Implications and Future Directions
The RCW-CIM platform underscores the necessity for holistic hardware/software co-design in LLM accelerators, making weight update latency and nonlinear function richness first-class considerations. In practical deployments, the marked latency and bandwidth reductions directly enable larger LLM models to be served with modest hardware resource increases, narrowing the gap for on-premise or edge inference.

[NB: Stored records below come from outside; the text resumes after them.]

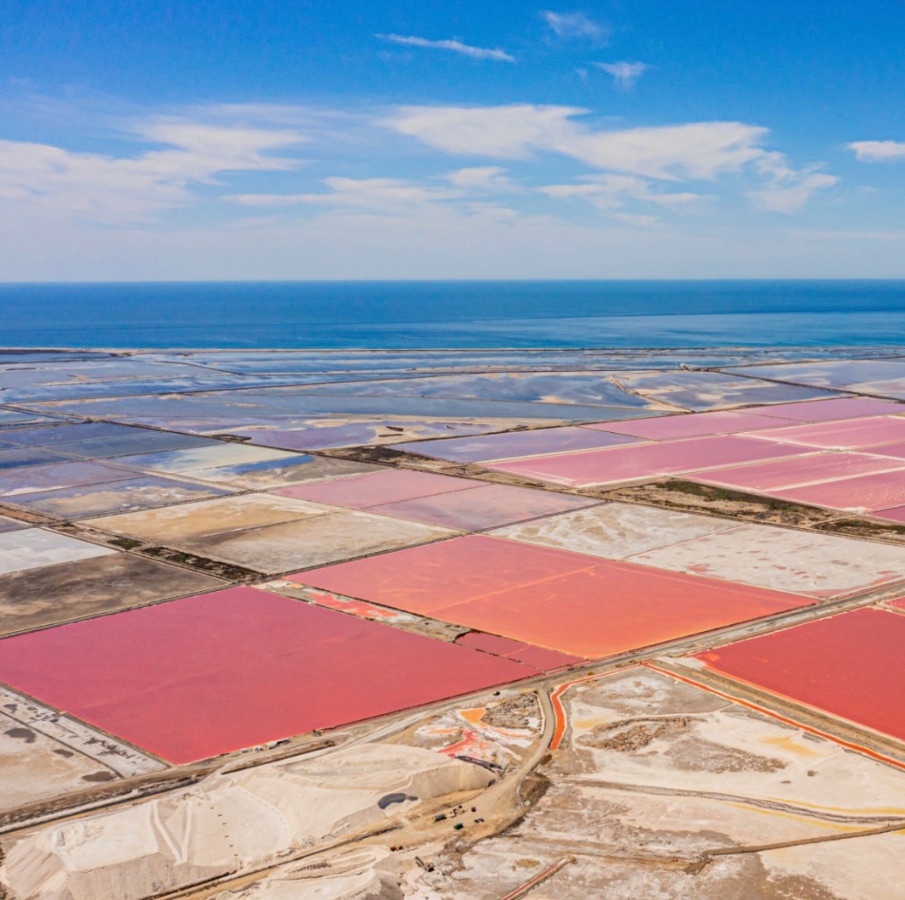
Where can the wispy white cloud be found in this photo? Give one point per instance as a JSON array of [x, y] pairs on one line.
[[481, 178], [575, 25], [112, 189], [452, 45], [387, 195], [878, 151], [701, 151], [612, 192], [788, 195], [505, 132], [696, 150], [625, 74]]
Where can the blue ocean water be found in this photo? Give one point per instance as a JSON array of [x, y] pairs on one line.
[[422, 315]]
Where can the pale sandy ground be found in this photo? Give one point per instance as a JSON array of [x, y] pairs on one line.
[[655, 774], [226, 823]]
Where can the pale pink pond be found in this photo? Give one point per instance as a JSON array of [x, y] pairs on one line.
[[646, 460]]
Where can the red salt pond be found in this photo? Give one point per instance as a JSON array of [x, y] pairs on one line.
[[896, 514], [194, 678], [541, 657], [849, 666], [548, 598], [647, 460], [665, 428]]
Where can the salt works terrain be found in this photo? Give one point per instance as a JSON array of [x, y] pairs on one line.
[[465, 625]]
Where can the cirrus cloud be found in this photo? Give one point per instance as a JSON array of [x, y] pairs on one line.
[[878, 151], [452, 45]]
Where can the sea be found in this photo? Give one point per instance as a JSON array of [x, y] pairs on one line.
[[453, 314]]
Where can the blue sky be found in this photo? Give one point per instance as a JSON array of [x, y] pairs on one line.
[[293, 139]]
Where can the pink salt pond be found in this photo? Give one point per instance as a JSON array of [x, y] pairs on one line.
[[376, 488], [668, 428], [488, 506], [797, 470], [880, 490], [828, 410], [850, 434], [647, 460]]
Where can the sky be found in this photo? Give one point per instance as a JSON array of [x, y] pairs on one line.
[[418, 139]]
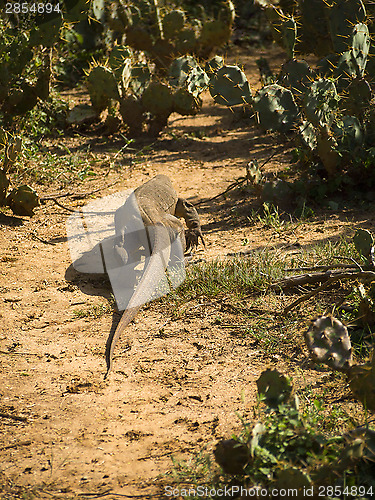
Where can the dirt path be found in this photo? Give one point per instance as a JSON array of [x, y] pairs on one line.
[[176, 389]]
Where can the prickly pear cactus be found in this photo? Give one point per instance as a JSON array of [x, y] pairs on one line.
[[307, 135], [229, 87], [284, 29], [362, 383], [118, 58], [342, 15], [363, 242], [213, 65], [47, 30], [275, 387], [320, 102], [23, 200], [82, 113], [180, 69], [102, 86], [349, 134], [140, 78], [327, 150], [173, 22], [360, 47], [293, 478], [4, 184], [232, 456], [132, 113], [158, 99], [276, 108], [296, 76], [328, 342], [186, 103]]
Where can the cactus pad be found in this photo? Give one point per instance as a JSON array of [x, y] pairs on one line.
[[157, 99], [328, 342], [230, 87], [140, 78], [320, 102], [23, 200], [180, 69], [213, 65], [118, 57], [276, 108], [102, 86], [360, 46]]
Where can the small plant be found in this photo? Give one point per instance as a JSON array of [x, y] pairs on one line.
[[285, 450], [21, 200]]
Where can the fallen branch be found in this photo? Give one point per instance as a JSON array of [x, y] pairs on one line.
[[15, 445], [76, 196], [13, 417], [363, 275]]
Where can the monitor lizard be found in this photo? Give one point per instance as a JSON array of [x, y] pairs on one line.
[[160, 210]]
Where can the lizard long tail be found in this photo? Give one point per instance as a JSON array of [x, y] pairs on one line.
[[152, 276]]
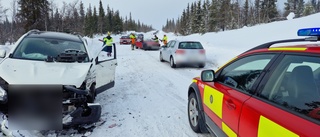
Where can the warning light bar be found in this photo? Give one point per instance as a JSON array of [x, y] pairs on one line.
[[309, 32]]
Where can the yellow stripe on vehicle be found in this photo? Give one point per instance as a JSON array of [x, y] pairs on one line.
[[294, 49], [213, 100], [228, 130], [268, 128], [226, 63], [194, 81]]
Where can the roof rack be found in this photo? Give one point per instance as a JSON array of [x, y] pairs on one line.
[[269, 44]]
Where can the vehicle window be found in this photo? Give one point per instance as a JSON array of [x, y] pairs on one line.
[[172, 44], [242, 73], [190, 45], [295, 85], [41, 48]]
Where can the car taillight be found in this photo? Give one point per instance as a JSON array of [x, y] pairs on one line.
[[179, 51]]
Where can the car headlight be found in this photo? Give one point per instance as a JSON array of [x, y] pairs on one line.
[[3, 89]]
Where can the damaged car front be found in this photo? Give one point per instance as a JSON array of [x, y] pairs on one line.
[[52, 58]]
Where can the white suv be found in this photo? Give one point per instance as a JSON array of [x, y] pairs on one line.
[[55, 58]]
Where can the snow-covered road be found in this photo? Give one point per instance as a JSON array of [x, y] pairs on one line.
[[149, 97]]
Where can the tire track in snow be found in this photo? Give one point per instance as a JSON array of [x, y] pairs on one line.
[[149, 98]]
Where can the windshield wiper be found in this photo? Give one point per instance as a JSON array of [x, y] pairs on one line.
[[69, 55]]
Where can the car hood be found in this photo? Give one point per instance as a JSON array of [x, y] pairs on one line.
[[16, 71]]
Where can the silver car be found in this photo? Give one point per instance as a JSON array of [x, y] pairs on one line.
[[180, 53]]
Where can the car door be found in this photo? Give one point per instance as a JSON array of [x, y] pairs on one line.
[[165, 51], [289, 101], [105, 70], [223, 99], [172, 49]]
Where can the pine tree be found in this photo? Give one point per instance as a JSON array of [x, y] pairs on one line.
[[82, 17], [101, 18], [214, 15], [118, 27], [308, 9], [257, 12], [289, 7], [246, 13], [197, 18], [35, 17], [88, 22], [205, 17], [300, 8], [94, 27]]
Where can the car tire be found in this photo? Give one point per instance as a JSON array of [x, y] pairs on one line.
[[172, 64], [194, 113], [201, 65], [92, 94], [161, 58]]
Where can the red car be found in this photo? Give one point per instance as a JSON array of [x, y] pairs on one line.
[[125, 40], [264, 92], [148, 44]]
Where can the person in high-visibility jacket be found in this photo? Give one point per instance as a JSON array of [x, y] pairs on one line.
[[165, 39], [108, 41], [133, 41]]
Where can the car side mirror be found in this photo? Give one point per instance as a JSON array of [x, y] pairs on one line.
[[207, 76], [3, 53]]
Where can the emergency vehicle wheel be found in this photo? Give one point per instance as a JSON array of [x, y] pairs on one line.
[[161, 58], [92, 94], [194, 113], [172, 63]]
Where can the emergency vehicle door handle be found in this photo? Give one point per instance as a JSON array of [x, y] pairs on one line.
[[230, 104]]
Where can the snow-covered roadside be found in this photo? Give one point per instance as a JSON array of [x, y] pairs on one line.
[[149, 98]]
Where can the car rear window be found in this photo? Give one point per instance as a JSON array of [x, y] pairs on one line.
[[125, 37], [190, 45]]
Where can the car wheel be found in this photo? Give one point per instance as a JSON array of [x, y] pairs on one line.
[[161, 58], [92, 94], [172, 63], [201, 65], [194, 113]]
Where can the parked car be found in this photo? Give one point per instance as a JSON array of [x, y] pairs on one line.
[[180, 53], [265, 91], [125, 40], [140, 37], [42, 58], [148, 44]]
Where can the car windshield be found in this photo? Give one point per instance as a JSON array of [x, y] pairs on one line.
[[42, 48], [125, 37], [190, 45]]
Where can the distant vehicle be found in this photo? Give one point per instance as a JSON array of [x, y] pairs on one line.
[[140, 37], [148, 44], [56, 58], [265, 91], [180, 53], [125, 40]]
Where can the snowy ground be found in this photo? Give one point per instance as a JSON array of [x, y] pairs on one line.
[[150, 98]]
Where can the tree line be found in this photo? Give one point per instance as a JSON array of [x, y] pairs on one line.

Theoretically, the vectorized WS-OCS dataflow and parallel nonlinear operator computation establish a reference for future LLM architecture research. Emerging LLMs with greater sparsity, dynamic structures, or hybrid quantization will benefit from adaptable CIM schedules and further operator fusion advances. Integration with algorithm-aware scheduling and in-memory compute logic for attention or MoE blocks could provide further system-level performance scaling.
Conclusion
RCW-CIM provides a comprehensive hardware solution to major inefficiencies in CIM-based LLM acceleration: weight update latency and nonlinear function bottlenecks. With its WS-OCS dataflow, RCW scheduling, and nonlinear operator fusion, the architecture attains substantial reductions in latency and memory access while preserving high accuracy, as evidenced by principled evaluation on Llama2-7B. The work advances the frontier of DCIM for LLMs and sets the stage for further exploration of heterogeneous and operator-specialized accelerators in large-scale NLP.